After a months-long assault by the US-backed SDF to flush out the last Daesh strongholds in the Euphrates Valley, militants and their families gradually gathered in Baghouz as the last rump of the “caliphate” shrank around them.
While some managed to escape, many of the foreigners stayed behind, either surrendering to the SDF or fighting to the death.
According to the SDF, 66,000 people left the last Daesh pocket since January, including 5,000 militants and 24,000 of their relatives.
The assault was paused multiple times as the SDF opened humanitarian corridors for people evacuating the besieged enclave.

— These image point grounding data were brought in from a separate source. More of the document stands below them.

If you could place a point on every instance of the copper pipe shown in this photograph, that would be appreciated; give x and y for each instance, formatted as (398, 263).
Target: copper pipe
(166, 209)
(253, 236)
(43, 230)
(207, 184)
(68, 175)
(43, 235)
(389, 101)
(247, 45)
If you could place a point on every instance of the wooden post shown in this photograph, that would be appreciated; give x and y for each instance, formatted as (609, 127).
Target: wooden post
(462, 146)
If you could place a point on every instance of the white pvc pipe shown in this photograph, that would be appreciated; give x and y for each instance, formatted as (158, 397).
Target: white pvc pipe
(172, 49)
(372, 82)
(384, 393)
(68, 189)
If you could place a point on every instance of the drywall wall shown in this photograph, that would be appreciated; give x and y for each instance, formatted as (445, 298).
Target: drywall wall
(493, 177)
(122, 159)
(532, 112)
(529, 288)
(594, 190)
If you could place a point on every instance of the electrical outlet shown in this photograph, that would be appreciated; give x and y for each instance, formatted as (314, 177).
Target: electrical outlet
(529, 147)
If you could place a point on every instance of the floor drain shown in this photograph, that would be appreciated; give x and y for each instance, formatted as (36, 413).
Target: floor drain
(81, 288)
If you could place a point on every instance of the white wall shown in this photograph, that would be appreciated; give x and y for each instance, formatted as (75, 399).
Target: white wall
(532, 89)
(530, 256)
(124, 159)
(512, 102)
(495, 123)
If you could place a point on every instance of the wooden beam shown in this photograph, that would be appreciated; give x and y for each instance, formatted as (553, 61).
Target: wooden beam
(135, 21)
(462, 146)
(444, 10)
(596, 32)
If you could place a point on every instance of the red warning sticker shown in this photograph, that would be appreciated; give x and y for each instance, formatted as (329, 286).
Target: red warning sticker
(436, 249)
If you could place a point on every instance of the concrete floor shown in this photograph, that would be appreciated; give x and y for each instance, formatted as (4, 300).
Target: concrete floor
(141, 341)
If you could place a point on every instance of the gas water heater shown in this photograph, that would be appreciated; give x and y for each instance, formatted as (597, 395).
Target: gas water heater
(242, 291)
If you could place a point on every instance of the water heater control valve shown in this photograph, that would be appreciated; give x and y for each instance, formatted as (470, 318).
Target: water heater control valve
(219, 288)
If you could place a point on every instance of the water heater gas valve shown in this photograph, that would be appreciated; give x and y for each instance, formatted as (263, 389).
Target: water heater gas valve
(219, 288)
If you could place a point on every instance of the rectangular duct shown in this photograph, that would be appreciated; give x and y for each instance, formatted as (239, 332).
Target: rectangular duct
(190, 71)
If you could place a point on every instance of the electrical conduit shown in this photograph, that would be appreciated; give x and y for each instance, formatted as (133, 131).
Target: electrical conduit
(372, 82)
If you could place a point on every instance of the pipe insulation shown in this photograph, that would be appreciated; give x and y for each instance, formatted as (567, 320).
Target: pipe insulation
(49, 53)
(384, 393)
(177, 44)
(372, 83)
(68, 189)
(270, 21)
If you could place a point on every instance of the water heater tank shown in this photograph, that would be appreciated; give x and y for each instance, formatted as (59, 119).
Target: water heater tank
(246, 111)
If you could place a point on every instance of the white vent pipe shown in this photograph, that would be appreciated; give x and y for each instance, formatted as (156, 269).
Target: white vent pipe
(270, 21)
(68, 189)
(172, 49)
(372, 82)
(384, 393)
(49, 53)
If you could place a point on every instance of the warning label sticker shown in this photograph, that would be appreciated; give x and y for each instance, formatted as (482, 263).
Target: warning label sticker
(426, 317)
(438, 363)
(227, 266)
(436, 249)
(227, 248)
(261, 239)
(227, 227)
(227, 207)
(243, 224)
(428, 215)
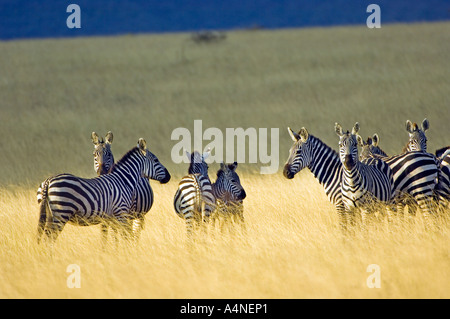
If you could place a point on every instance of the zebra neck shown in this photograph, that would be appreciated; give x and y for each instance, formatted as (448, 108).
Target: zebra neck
(325, 163)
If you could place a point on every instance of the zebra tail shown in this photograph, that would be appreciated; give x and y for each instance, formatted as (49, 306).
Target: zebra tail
(43, 209)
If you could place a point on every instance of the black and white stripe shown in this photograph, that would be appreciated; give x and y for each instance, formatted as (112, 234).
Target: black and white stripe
(229, 195)
(310, 152)
(103, 157)
(417, 138)
(194, 199)
(104, 199)
(143, 197)
(415, 175)
(443, 187)
(364, 184)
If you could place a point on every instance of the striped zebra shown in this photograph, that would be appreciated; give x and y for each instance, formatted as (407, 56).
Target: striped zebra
(194, 200)
(104, 199)
(366, 184)
(324, 163)
(415, 176)
(370, 147)
(417, 138)
(143, 197)
(443, 187)
(229, 195)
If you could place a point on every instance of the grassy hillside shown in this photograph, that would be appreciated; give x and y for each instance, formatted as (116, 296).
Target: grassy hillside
(54, 93)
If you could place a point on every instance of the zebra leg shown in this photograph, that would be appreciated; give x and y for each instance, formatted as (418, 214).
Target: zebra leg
(138, 226)
(54, 227)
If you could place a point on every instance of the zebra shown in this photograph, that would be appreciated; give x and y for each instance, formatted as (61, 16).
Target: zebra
(364, 184)
(142, 198)
(103, 199)
(417, 139)
(103, 157)
(323, 162)
(229, 195)
(415, 176)
(443, 187)
(370, 147)
(194, 199)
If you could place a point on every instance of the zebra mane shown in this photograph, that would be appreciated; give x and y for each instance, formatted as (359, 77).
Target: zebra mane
(124, 158)
(324, 144)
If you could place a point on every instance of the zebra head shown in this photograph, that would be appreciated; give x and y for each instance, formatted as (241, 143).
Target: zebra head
(299, 154)
(348, 145)
(103, 157)
(198, 164)
(417, 139)
(228, 186)
(370, 147)
(153, 169)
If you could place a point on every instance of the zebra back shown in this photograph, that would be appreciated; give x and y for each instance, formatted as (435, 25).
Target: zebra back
(362, 182)
(228, 190)
(103, 157)
(417, 138)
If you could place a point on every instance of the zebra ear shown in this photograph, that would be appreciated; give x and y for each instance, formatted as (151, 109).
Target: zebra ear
(94, 137)
(375, 139)
(295, 137)
(355, 129)
(303, 134)
(338, 129)
(109, 137)
(425, 125)
(409, 126)
(233, 166)
(359, 140)
(142, 145)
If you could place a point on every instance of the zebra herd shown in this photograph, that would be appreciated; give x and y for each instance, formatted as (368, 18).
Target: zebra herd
(366, 181)
(121, 195)
(374, 181)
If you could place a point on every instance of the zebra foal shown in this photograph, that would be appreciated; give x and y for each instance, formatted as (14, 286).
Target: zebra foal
(105, 199)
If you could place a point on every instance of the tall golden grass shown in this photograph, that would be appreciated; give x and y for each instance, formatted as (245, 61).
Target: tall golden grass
(56, 92)
(293, 248)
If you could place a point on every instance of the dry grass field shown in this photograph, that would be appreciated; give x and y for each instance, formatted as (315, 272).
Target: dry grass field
(54, 93)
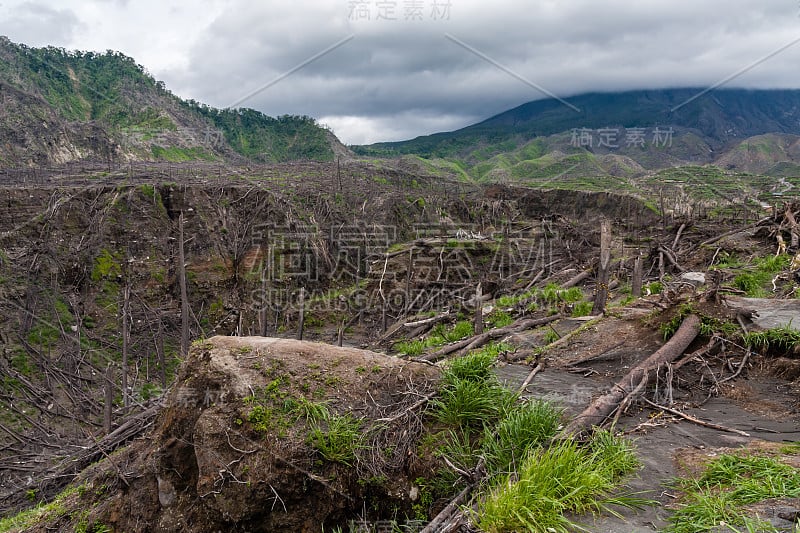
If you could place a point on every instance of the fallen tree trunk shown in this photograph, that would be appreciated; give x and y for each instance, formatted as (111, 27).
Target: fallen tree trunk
(604, 406)
(477, 341)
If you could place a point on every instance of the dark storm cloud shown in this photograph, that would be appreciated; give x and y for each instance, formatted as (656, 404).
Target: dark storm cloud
(400, 78)
(395, 74)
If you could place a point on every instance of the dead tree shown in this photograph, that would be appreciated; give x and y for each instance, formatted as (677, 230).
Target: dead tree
(603, 270)
(109, 399)
(636, 282)
(126, 300)
(478, 327)
(600, 409)
(184, 294)
(302, 304)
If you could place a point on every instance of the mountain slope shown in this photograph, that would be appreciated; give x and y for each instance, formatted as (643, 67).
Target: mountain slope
(61, 106)
(718, 117)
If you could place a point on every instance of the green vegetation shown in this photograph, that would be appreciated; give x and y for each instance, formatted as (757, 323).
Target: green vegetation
(439, 336)
(729, 484)
(754, 281)
(266, 139)
(553, 294)
(552, 482)
(106, 265)
(44, 512)
(176, 154)
(499, 319)
(335, 437)
(708, 325)
(582, 309)
(780, 340)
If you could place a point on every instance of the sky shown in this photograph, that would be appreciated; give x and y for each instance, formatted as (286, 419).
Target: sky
(382, 70)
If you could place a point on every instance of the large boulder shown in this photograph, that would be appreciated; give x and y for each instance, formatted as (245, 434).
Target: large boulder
(241, 442)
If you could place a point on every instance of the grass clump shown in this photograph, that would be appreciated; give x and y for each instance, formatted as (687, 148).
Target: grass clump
(471, 395)
(753, 281)
(526, 427)
(551, 482)
(440, 335)
(41, 513)
(336, 437)
(499, 319)
(783, 339)
(582, 309)
(553, 294)
(728, 484)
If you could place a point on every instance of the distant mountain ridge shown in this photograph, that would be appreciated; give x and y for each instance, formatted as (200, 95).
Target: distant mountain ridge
(718, 116)
(620, 135)
(62, 106)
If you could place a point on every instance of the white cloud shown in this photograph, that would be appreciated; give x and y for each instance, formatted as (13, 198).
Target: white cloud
(402, 78)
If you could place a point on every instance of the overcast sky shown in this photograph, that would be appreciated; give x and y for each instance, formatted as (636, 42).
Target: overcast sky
(395, 69)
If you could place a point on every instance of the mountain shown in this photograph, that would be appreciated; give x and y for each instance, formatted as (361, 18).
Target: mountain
(62, 106)
(717, 117)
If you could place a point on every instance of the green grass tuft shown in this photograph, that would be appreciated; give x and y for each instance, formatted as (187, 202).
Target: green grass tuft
(552, 482)
(728, 484)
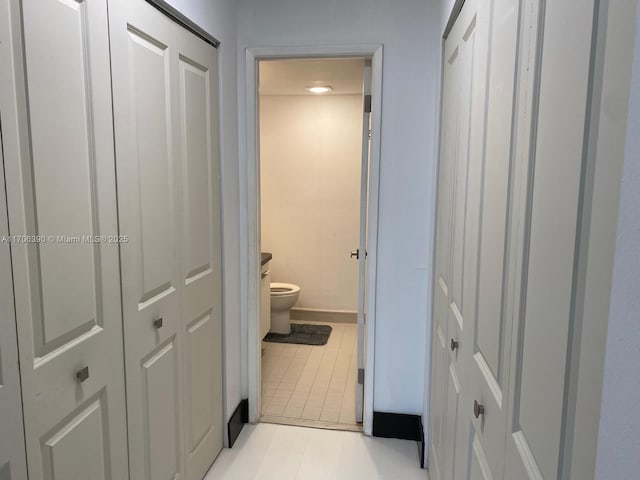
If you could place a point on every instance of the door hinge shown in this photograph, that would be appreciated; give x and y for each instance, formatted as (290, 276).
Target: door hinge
(367, 104)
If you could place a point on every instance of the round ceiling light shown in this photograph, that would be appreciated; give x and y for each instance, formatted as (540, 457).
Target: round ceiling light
(322, 89)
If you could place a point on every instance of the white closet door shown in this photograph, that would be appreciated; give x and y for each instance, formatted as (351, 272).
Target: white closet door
(145, 118)
(536, 433)
(165, 99)
(67, 292)
(200, 252)
(460, 173)
(145, 108)
(440, 419)
(490, 330)
(12, 455)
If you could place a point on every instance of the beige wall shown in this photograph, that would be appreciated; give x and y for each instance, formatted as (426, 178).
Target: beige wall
(310, 154)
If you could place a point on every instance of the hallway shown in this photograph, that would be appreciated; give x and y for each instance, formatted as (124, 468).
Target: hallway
(266, 451)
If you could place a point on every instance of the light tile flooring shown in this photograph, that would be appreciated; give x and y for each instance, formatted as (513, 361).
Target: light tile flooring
(312, 385)
(282, 452)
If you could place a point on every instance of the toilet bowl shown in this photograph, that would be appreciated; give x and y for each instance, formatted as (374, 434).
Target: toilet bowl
(283, 297)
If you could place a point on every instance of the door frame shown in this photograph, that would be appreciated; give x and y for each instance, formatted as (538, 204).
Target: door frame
(250, 226)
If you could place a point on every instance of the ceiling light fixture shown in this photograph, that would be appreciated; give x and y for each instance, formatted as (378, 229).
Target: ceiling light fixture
(318, 90)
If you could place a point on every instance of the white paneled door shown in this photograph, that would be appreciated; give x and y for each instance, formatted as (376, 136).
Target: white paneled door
(200, 251)
(512, 199)
(538, 427)
(165, 104)
(64, 252)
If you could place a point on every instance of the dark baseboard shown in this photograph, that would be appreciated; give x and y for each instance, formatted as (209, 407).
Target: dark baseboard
(238, 419)
(400, 425)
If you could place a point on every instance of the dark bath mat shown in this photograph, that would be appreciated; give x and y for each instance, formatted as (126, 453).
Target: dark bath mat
(302, 334)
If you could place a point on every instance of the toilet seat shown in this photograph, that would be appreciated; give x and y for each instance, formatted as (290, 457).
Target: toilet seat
(281, 289)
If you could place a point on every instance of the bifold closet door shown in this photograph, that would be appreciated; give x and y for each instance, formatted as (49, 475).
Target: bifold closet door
(58, 141)
(165, 104)
(471, 331)
(539, 435)
(200, 251)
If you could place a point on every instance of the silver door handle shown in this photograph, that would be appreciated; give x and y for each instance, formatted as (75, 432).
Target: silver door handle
(82, 374)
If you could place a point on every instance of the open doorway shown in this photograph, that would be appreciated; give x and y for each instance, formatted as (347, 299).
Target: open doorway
(314, 129)
(254, 284)
(312, 204)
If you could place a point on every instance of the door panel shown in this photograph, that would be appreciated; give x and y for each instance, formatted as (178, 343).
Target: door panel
(146, 154)
(67, 282)
(456, 257)
(62, 450)
(160, 381)
(201, 252)
(492, 326)
(544, 327)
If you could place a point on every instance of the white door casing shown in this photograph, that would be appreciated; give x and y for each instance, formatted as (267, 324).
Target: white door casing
(13, 464)
(59, 155)
(166, 107)
(362, 246)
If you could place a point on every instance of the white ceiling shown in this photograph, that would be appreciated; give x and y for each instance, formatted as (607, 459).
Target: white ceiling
(290, 77)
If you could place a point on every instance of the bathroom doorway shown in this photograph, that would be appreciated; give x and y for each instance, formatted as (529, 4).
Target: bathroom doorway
(314, 183)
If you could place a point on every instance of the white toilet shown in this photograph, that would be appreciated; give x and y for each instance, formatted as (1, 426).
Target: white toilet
(283, 297)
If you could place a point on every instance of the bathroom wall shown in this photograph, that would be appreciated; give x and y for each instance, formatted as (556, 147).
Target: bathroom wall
(218, 17)
(409, 33)
(310, 156)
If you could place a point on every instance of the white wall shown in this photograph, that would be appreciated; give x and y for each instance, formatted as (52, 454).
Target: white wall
(446, 6)
(218, 17)
(619, 437)
(310, 156)
(408, 30)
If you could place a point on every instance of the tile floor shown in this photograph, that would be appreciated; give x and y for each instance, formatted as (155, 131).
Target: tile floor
(266, 451)
(312, 385)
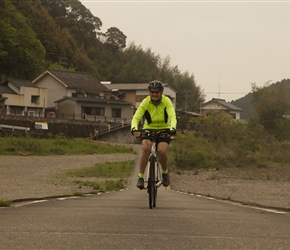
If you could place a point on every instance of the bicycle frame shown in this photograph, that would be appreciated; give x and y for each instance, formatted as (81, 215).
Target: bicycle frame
(154, 176)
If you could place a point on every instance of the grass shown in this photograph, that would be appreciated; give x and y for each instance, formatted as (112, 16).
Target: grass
(101, 177)
(106, 177)
(5, 203)
(58, 146)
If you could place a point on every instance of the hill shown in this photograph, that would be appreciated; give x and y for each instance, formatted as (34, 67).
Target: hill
(246, 102)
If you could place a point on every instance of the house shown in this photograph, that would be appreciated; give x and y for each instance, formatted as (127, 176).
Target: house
(220, 105)
(78, 95)
(136, 92)
(22, 97)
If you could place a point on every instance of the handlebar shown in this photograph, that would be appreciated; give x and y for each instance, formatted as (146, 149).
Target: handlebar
(154, 133)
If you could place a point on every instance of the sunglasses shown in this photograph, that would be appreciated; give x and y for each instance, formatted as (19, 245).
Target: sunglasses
(155, 92)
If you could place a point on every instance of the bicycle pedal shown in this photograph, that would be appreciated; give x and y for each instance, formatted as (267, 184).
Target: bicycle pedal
(158, 184)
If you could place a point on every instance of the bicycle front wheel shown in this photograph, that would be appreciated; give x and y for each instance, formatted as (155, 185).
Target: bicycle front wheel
(151, 184)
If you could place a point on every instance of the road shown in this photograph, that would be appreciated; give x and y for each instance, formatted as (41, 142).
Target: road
(123, 220)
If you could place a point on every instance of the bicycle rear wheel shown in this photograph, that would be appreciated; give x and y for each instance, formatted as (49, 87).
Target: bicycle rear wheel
(152, 189)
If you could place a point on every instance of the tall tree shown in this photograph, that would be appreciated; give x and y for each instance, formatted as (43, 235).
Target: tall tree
(22, 54)
(271, 104)
(115, 38)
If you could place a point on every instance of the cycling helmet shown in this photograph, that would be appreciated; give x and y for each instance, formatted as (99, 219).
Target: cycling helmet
(155, 85)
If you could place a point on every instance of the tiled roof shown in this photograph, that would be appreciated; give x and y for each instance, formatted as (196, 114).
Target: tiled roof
(22, 83)
(6, 90)
(131, 86)
(127, 86)
(77, 80)
(223, 103)
(94, 100)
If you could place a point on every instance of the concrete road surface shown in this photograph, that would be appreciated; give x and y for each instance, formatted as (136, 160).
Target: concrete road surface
(123, 220)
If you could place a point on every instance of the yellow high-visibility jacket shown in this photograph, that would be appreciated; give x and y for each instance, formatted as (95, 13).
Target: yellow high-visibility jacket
(157, 117)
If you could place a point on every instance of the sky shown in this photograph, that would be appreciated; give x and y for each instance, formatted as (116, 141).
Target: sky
(226, 45)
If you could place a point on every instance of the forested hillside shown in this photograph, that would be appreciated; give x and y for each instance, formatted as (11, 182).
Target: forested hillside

The droves of people scrambling out of Baghouz in recent weeks were screened by the SDF and dispatched to camps further north, where most are still held.
The de facto autonomous Kurdish administration is northeastern Syria has warned it does not have capacity to detain so many people, let alone put them on trial.
But many of the suspected militants’ countries of origin are reluctant to take them back due to potential security risks and a likely public backlash.
Some have even withdrawn citizenship from their nationals detained in Syria.
“There has to be coordination between us and the international community to address this danger,” Abdel Karim Omar said.
“There are thousands of children who have been raised according to IS ideology,” he added.
“If these children are not reeducated and reintegrated in their societies of origin, they are potential future terrorists.”